Tre anni fa Moltheni decideva che era giunto il momento di appendere il microfono al muro e di non calcare più le scene live né le sale discografiche. Dopo una lunga e onorata carriera che faceva sempre il pieno nei club ma che non aveva sfondato le porte del mainstream, sebbene ci sia stata anche una partecipazione a Sanremo nel 2000, l'artista marchigiano abbandonava la ribalta.
Ma già poco dopo, è apparso chiaro che l'uomo non avrebbe mollato del tutto la musica suonata: nel 2011, infatti, usciva l'album dei Pineda, un disco interamente strumentale dove l'ex Moltheni sedeva alla batteria, guidando lunghe cavalcate psichedeliche molto interessanti.
Il 2012 segna però il momento di tornare alla carica, spogliandosi del proprio nome d'arte per presentarsi ancor più a nudo con la propria reale identità di battesimo, Umberto Maria Giardini. I fan sanno bene chi è il personaggio che pubblica "La dieta dell'Imperatrice", mentre per i neofiti è un nuovo cantautore di cui appassionarsi e che magari, con il tempo, verrà conosciuto anche per il suo illustre passato.
Per Giardini la musica italiana sta vivendo un periodo asfittico e privo di reali stimoli: da buon vigile del fuoco (l'altra sua professione...), interviene cercando di portarla in salvo da tanta mediocrità.
A prescindere dall'essere d'accordo o meno con questo severo giudizio verso un panorama musicale tricolare molto sfaccettato e, in verità, ricco di tante buone proposte, fa piacere comunque notare come Giardini si metta in gioco realizzando un disco ricco di pathos, romanticismo decadente e validi arrangiamenti. A dare una mano nella produzione c'è Antonio Cooper Copertino, che aveva già lavorato con Pj Harvey e Anna Calvi, e proprio all'arte di quest'ultima va dato il merito di aver acceso in Giardini nuovamente la voglia di scrivere in proprio.

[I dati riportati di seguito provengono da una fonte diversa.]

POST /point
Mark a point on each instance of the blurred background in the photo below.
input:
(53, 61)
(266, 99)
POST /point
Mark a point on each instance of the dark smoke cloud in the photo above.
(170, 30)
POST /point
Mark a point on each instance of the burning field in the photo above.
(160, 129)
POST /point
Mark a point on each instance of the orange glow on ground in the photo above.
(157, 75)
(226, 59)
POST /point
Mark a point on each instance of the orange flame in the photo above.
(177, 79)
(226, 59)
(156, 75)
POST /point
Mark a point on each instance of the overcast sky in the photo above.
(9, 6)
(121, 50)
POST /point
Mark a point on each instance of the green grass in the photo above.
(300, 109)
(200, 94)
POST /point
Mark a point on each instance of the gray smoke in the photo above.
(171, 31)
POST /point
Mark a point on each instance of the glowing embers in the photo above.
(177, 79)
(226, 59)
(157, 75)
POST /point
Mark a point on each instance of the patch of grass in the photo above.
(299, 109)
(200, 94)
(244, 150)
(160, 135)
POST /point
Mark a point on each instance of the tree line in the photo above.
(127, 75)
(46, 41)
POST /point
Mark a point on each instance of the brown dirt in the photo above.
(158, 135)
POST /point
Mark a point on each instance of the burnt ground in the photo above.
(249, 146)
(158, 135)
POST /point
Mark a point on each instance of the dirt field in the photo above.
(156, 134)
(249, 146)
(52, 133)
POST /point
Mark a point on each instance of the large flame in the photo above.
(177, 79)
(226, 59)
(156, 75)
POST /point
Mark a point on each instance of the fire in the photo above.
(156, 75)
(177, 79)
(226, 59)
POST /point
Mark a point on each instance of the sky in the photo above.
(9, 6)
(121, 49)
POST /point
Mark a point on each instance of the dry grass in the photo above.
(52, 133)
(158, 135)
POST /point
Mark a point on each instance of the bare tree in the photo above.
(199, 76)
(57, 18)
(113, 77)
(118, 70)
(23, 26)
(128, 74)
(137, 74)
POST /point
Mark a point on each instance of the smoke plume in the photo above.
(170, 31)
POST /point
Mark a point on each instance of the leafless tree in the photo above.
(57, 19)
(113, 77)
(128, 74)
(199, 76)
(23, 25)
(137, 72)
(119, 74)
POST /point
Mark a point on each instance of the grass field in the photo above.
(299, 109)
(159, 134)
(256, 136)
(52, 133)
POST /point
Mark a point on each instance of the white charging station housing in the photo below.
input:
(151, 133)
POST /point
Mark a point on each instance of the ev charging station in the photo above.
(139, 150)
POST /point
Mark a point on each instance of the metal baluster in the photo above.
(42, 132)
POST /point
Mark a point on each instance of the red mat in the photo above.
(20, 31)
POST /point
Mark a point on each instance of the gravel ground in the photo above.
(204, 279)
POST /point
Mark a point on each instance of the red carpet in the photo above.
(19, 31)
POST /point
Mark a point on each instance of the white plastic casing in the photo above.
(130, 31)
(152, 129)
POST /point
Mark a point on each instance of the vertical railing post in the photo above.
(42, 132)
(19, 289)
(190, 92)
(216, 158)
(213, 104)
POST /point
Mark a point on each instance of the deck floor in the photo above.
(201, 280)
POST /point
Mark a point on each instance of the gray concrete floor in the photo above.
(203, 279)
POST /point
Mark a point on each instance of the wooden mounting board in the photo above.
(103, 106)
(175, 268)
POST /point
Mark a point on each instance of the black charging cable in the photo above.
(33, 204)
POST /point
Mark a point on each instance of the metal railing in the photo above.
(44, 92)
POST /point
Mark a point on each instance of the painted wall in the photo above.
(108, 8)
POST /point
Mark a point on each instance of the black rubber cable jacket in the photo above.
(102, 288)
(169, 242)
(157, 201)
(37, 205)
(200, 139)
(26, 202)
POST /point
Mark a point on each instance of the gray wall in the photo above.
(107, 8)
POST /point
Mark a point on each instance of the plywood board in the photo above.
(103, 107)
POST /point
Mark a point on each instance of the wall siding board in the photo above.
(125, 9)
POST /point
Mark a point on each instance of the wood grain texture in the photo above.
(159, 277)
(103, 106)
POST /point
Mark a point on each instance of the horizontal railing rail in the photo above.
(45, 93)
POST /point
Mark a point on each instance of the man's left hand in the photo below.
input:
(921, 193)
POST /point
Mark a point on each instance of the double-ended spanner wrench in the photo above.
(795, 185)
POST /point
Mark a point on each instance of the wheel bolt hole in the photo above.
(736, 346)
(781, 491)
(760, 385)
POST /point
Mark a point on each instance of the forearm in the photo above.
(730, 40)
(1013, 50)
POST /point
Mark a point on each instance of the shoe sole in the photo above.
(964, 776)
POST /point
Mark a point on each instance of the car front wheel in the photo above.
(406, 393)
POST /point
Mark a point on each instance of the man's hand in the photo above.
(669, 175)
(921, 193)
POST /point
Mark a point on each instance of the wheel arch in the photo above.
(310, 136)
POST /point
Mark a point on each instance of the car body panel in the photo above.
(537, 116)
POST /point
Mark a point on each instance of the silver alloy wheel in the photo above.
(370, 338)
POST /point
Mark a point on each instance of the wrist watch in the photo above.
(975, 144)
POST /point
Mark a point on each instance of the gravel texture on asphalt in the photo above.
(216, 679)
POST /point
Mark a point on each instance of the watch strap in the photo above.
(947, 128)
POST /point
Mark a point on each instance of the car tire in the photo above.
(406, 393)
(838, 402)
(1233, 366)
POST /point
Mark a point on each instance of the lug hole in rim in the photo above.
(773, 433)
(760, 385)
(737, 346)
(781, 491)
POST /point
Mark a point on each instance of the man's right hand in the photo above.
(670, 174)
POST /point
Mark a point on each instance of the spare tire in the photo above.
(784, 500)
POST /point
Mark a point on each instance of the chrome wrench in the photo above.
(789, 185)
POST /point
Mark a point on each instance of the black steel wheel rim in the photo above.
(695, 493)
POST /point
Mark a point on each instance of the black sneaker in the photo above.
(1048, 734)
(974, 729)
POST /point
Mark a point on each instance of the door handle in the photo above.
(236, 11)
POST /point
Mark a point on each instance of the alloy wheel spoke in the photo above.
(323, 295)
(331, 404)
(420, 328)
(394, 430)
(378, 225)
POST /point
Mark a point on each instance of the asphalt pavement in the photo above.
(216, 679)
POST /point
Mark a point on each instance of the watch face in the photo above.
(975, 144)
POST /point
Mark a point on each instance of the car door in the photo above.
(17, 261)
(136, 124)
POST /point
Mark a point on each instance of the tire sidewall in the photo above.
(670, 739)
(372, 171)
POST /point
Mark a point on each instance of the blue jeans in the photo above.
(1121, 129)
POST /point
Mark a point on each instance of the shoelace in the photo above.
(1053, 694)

All'interno delle nuove undici canzoni, per quasi un'ora di musica, la voce canta melanconica di amori poetici o tormentati con uno stile che rimanda al solito Agnelli in versione ballata, ma nello stesso tempo con un proprio stile di penna. Le musiche sono quasi del tutto rarefatte e in battuta lenta, ma sotto sotto bolle la zuppa psichedelica che in più di un brano fa esplodere la pentola con progressioni strumentali elettriche e ipnotiche, come in "Il desiderio preso per la coda", "Fortuna, ora".
Ognuno poi potrà trovare la propria storia, il proprio film, la propria nostalgia nei testi di questo sincero cd, un disco che però potrebbe tediare chi non è un appassionato dell'ex Moltheni, poiché la struttura delle canzoni e del cantato tende a essere un po' monocorde, nella sua comunque intensa liricità.